L’un des changements majeurs de la politique américaine depuis 2016 est la perte de confiance du public dans les médias grand public. On peut en imputer la responsabilité en partie à Trump, qui a diabolisé la presse en la considérant comme l’ennemi du peuple, ce qui a conduit sa base à nous haïr. Mais on peut aussi en imputer une partie aux médias eux-mêmes, qui ont rendu les lecteurs et les téléspectateurs largement mécontents de certaines de nos pires tendances : il y a le problème des gros titres qui répètent souvent les mensonges de Trump, ou même de ceux qui sont prêts à accorder le bénéfice du doute à l’aspirant autocrate. De nombreux articles semblent incapables de saisir les enjeux de 2024 au-delà de la présentation de la situation comme une course de chevaux traditionnelle. Et pour chaque journaliste qui fait des enquêtes percutantes sur, par exemple, la corruption de la Cour suprême ou les scandales financiers étrangers de Trump, il y a des tonnes d’articles sur les insultes et les tirades de Trump.

Le pire, c’est que le secteur des médias est dans un tel état de faiblesse – avec des abonnements en baisse, des informations locales décimées et des chaînes d’information câblées au bord du gouffre – qu’il est beaucoup plus vulnérable aux manœuvres d’arbitrage des Républicains. « La droite est extrêmement douée pour accuser les journalistes grand public de partialité, les mettant sur la défensive », Margaret Sullivan, Le critique des médias et directeur d’un centre d’éthique à l’école de journalisme de Columbia m’a dit : « Appelez ça travailler les arbitres. » (Pensez, par exemple, aux innombrables histoires sur l’âge et l’acuité mentale de Biden.)

Nous l'avons vu particulièrement dans le cas de CNN : depuis la campagne de 2020, lorsque Trump a accusé la chaîne de couverture biaisée, provoquant des chants tels que « CNN craint », CNN a depuis embauché davantage de républicains à l'antenne et a mis fin à son émission de critique des médias de longue date « Reliable Sources ». Chris Licht s'est séparé de certains animateurs et analystes connus pour demander des comptes à Trump et a organisé une réunion publique qui ressemblait davantage à un meeting de campagne. Plus récemment, CNN n'a pas fourni de vérification des faits en temps réel lorsque Trump a débattu Joe Biden en juin. (Trump a fait plus de 30 fausses déclarations à l'antenne, comme CNN l'a noté plus tard.)

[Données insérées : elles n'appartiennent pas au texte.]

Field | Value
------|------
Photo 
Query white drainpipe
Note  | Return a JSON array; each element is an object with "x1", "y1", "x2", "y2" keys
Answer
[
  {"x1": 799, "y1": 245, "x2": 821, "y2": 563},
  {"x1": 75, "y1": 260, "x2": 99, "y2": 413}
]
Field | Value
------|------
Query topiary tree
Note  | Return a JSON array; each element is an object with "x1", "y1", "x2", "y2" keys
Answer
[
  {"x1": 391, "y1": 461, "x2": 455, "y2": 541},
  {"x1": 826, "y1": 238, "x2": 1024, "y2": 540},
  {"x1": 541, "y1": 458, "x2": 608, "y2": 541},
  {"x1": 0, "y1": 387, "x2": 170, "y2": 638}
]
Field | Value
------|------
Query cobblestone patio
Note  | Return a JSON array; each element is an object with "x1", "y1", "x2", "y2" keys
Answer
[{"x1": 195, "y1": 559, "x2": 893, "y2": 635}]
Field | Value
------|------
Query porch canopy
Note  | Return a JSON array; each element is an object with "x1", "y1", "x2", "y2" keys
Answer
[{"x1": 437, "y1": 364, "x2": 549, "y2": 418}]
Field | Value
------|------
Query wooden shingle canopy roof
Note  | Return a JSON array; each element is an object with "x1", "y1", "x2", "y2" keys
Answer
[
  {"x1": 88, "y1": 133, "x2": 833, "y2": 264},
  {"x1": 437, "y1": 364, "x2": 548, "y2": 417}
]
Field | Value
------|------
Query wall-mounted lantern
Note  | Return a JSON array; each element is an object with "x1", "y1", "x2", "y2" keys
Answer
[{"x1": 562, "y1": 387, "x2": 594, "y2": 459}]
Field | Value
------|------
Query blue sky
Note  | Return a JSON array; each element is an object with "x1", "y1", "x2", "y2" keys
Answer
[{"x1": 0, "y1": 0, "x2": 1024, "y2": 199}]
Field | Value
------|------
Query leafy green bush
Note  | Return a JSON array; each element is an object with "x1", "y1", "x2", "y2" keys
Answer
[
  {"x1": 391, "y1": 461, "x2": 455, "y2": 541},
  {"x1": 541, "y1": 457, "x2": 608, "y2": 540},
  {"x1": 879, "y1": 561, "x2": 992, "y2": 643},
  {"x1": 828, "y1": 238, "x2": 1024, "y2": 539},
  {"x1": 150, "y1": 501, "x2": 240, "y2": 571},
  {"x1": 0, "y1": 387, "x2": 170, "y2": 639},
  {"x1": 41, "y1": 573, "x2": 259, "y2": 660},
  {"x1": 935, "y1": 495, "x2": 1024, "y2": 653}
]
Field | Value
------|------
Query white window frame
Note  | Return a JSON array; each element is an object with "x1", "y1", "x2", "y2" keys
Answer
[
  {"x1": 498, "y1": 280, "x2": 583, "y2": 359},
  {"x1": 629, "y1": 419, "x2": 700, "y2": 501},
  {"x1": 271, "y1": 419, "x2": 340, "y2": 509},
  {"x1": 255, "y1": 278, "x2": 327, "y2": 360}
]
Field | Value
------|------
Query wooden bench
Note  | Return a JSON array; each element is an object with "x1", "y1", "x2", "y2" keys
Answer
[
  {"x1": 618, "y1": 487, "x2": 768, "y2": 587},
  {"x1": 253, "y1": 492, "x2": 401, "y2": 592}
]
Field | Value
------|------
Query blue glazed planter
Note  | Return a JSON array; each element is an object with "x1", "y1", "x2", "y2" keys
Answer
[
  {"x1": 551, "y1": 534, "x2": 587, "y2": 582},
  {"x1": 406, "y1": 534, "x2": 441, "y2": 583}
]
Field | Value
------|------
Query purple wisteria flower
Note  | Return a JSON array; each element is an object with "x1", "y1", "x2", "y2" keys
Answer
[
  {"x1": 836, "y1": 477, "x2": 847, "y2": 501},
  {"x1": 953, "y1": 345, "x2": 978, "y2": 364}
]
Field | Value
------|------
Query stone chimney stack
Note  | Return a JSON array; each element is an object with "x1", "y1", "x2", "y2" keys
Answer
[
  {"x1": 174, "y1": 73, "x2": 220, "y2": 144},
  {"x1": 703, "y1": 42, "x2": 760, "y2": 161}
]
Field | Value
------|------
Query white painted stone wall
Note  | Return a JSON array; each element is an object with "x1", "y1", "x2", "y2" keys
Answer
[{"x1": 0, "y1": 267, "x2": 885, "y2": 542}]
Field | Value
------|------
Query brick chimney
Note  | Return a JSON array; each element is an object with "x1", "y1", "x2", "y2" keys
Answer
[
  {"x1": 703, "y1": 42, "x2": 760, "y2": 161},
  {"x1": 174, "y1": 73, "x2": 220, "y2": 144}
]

Alors qu'un autre débat très attendu aura lieu dans quelques semaines, cette fois entre Trump et Harris sur ABC, il vaudra la peine de voir comment les médias couvriront ce qui sera sûrement un flot de mensonges insensés de la part du candidat républicain. Alors que de nombreux chroniqueurs et experts ont rapidement appelé Biden à se retirer après sa performance désastreuse lors du débat, il est peu probable que vous voyiez la même chose en septembre, car les questions sur la santé mentale de Trump n'ont jamais été soulevées de manière similaire.

Il y a quelques jours à peine, lors de sa conférence de presse à Mar-a-Lago, Trump a raconté une histoire confuse et inventée à propos d'un voyage en hélicoptère avec Willie Brown, qu'il semble avoir confondu avec l'ancien membre du conseil municipal et sénateur de l'État de Californie Nate Holden. Cette erreur a fait l’objet d’une certaine couverture médiatique, mais comme c’est le cas avec Trump depuis 2016, de tels moments sont rapidement dépassés par le dernier scandale ou une série de fausses allégations.